Takut yang pertama bisa saja hilang sementara yang kedua tidak akan hilang
(atas izin Allah).” [Faidh Al-Qadir 4/495]
Yang menjadi titik tekannya adalah sebesar rasa takut kita
kepada Allah, maka sebesar itu pula kepatuhan kita kepada Allah. Semakin takut,
semakin patuh. Dari Abu Hurairah, Rasulullah bersabda,
مَنْ
خَافَ أَدْلَجَ، وَمَنْ أَدْلَجَ بَلَغَ الْمَنْزِلَ، أَلاَ إِنَّ سِلْعَةَ اللهِ
غَالِيَةٌ، أَلاَ إِنَّ سِلْعَةَ اللهِ الجَنَّةُ
“Barangsiapa takut, dia akan berjalan
sangat hati-hati. Barangsiapa hati-hati, dia akan segera sampai. Ketahuilah
komoditi Allah itu mahal. Ketahuilah komoditi Allah itu surga.” [Sunan
At-Tirmidzi no. 2450]
Dalam Faidh
Al-Qadir (6/123), Al-Munawi menjelaskan, “Barangsiapa takut kepada Allah, maka
berbagai kebaikan akan datang kepadanya. Dan barangsiapa aman, maka dia akan
dilindungi dari segala keburukan, hal ini sebagaimana dijelaskan dalam
Al-Kasysyaf. Diuraikan dalam Ar-Riyadh, yang dimaksud adalah ketekunan dalam
taat. Dalam At-Targhib diterangkan, maknanya adalah barangsiapa takut kepada
Allah maka hal itu akan menjadikannya takut dalam menjalani suluk (perjalanan)
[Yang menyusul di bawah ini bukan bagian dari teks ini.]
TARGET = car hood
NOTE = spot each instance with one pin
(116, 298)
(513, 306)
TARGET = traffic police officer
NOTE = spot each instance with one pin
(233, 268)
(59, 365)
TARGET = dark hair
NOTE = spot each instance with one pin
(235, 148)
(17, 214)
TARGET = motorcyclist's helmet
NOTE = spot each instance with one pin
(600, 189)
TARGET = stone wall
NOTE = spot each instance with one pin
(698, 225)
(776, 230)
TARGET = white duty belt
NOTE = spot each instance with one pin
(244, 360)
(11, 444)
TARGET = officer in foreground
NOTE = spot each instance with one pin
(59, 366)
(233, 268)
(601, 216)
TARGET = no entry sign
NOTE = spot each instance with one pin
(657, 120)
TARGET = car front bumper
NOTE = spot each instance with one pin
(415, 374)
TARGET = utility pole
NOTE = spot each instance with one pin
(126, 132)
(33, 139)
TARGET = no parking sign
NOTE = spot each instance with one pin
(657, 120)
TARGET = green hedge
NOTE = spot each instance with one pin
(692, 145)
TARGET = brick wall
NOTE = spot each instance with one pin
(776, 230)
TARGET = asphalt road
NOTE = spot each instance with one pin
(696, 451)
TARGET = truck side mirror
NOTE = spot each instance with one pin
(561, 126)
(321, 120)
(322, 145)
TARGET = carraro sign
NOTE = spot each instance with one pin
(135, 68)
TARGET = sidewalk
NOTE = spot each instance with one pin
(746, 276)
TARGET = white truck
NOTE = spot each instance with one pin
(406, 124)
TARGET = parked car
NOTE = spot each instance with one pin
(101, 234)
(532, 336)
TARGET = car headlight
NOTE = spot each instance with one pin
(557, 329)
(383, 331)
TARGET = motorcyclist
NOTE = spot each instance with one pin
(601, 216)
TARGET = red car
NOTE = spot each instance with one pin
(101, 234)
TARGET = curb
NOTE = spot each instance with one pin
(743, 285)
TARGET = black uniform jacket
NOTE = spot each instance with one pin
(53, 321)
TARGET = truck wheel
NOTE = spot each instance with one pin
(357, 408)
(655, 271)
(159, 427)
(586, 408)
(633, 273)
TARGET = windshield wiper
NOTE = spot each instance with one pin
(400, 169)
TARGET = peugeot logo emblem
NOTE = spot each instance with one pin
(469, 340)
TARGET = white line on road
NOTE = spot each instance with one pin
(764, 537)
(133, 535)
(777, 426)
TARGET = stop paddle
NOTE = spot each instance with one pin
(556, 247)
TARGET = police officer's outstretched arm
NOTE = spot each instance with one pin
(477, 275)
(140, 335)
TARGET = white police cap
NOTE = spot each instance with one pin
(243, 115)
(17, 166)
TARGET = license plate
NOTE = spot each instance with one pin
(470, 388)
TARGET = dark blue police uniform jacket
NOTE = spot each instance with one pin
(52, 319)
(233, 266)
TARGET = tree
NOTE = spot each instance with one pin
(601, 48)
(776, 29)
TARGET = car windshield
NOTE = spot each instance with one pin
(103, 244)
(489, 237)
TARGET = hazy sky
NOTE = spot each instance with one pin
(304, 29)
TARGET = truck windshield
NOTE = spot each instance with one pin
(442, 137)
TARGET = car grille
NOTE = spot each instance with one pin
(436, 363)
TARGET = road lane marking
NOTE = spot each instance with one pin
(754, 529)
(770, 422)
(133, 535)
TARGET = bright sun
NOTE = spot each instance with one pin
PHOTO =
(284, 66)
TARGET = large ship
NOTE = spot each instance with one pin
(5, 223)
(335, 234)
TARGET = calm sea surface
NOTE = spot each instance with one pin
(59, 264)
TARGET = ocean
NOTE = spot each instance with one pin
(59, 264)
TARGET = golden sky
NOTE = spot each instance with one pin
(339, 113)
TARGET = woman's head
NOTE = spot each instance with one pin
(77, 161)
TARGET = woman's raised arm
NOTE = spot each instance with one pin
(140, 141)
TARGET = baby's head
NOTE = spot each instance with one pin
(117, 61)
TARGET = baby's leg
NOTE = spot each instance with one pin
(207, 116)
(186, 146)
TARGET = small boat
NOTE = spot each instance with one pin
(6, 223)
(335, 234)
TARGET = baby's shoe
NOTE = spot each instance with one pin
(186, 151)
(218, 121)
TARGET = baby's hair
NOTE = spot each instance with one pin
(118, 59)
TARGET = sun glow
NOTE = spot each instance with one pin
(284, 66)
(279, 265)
menuju Akhirat dan bersegera dalam beramal shalih, dengan ketakutan yang penuh.
Dikatakan maknanya adalah motivasi melaksanakan qiyamul lail dimana seseorang
menjadikan qiyamul lailnya sebagai indikasi ketakutan kepada Allah, karena
orang yang takut akan sangat hati-hati yakni ketakutan tersebut mencegahnya
dari tidur malam dan siang.... sampai-sampai dia tidak istirahat hingga dia
mencapai cita-citanya (yakni surga).”